今じゃ、すっかり丈夫になって風邪もあまりひかなくなった。

かといって体力があるわけじゃない。どちらかといえば、僕は非力な方だ。それには自信をもって言える。


信号がまだかとチラッと確認するけれど、まだみたいだ。

僕は、またのどが乾いて袋の中から飲みかけの飲料水を手に取った。

ふいに、視界の端にチラッと見えた黒髪の女の子。


「……三日月さん?」


いや。そんなわけ、ないよな。

だって、


「……だって、何だ?」


この場にいてもおかしくないよな。

なんていったって病人だったんだし。風邪の。


いやでも。


「見間違いかもしれないし……」


“──だからね、限りある命の中で私は一生懸命自分が生きた証を残したいの。こんなに楽しい人生だったんだよって、みんなに残したいの”


僕の頭の中に、一週間前の記憶が手繰り寄せられる。


その瞬間、嫌な動悸が、僕を襲う。

何をそんなに怖がっているんだ?

僕は、何が怖い?


「……三日月さんが何かの病気?」


今までの記憶を辿っても、思い当たるフシはいくつかある。

何で、青春の写真を残したいのか。拒む僕を必死に説得させたのか、四つ葉のクローバーを探すことに必死になったのか。
もしもそれが、終わりある命だからこそ、だとすれば全部辻褄が合う。


だったら──…

信号が青に変わっていたことなど気にせずに、僕は、病院の方へと走った。

「三日月さんっ……!」


緩やかな上り坂を全良疾走して、目の前の女の子に声をかける。

僕の声にピタリと立ち止まるのを確認して、ホッと安堵した僕は、はあはあ、と膝に手をついて息を整えた。


「……向葵…くん?」


おそるおそる僕の名前を呼ぶ声に、聞き覚えがあった。

やっぱり、見間違いじゃなかった。


「三日月さん」


肩で息をしながら顔を上げると「なんで」僕の顔を見て困惑する。


「どうしてここに?」

「あ、えと、それは……」


焦点が定まらない瞳と、歯切れの悪い声。

いつもならそんなことありえないのに、今日の三日月さんは何かを隠しているようでならない。
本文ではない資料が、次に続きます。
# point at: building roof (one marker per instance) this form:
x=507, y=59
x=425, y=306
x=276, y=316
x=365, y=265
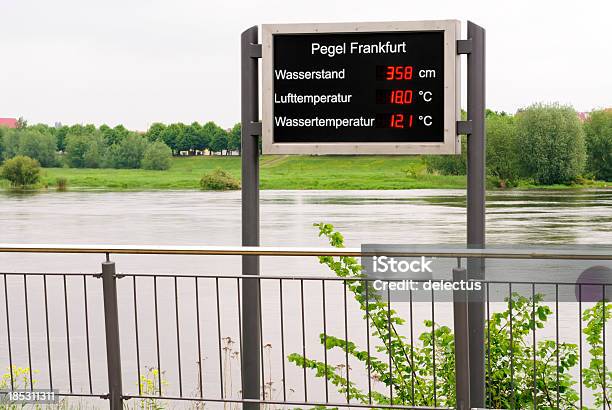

ただの風邪で休んでいるなら、素直にそう言えばいいのに。どうして言葉を詰まらせるんだろう。
やましいことがあるから、そうとしか考えられなかった。


「もしかしてそれ、薬?」


左手に下げている小さな袋を、僕が尋ねると「う、うん」とぎこちなく答えたあと、ササッと後ろへ隠す。

僕に見られたらまずいものなのだろうか。

僕は、何も聞かない方がいいのだろうか。


今までの僕なら、それ以上相手に踏み込んだりしなかっただろう。

けれど、三日月さんは堂々と土足で僕の心に踏み込んできた。おかまいなしに。

だったら、


「ねぇ、三日月さん。僕に何か隠してることない?」


僕も、踏み込ませてもらうよ。

きみが、僕にしてみせたように。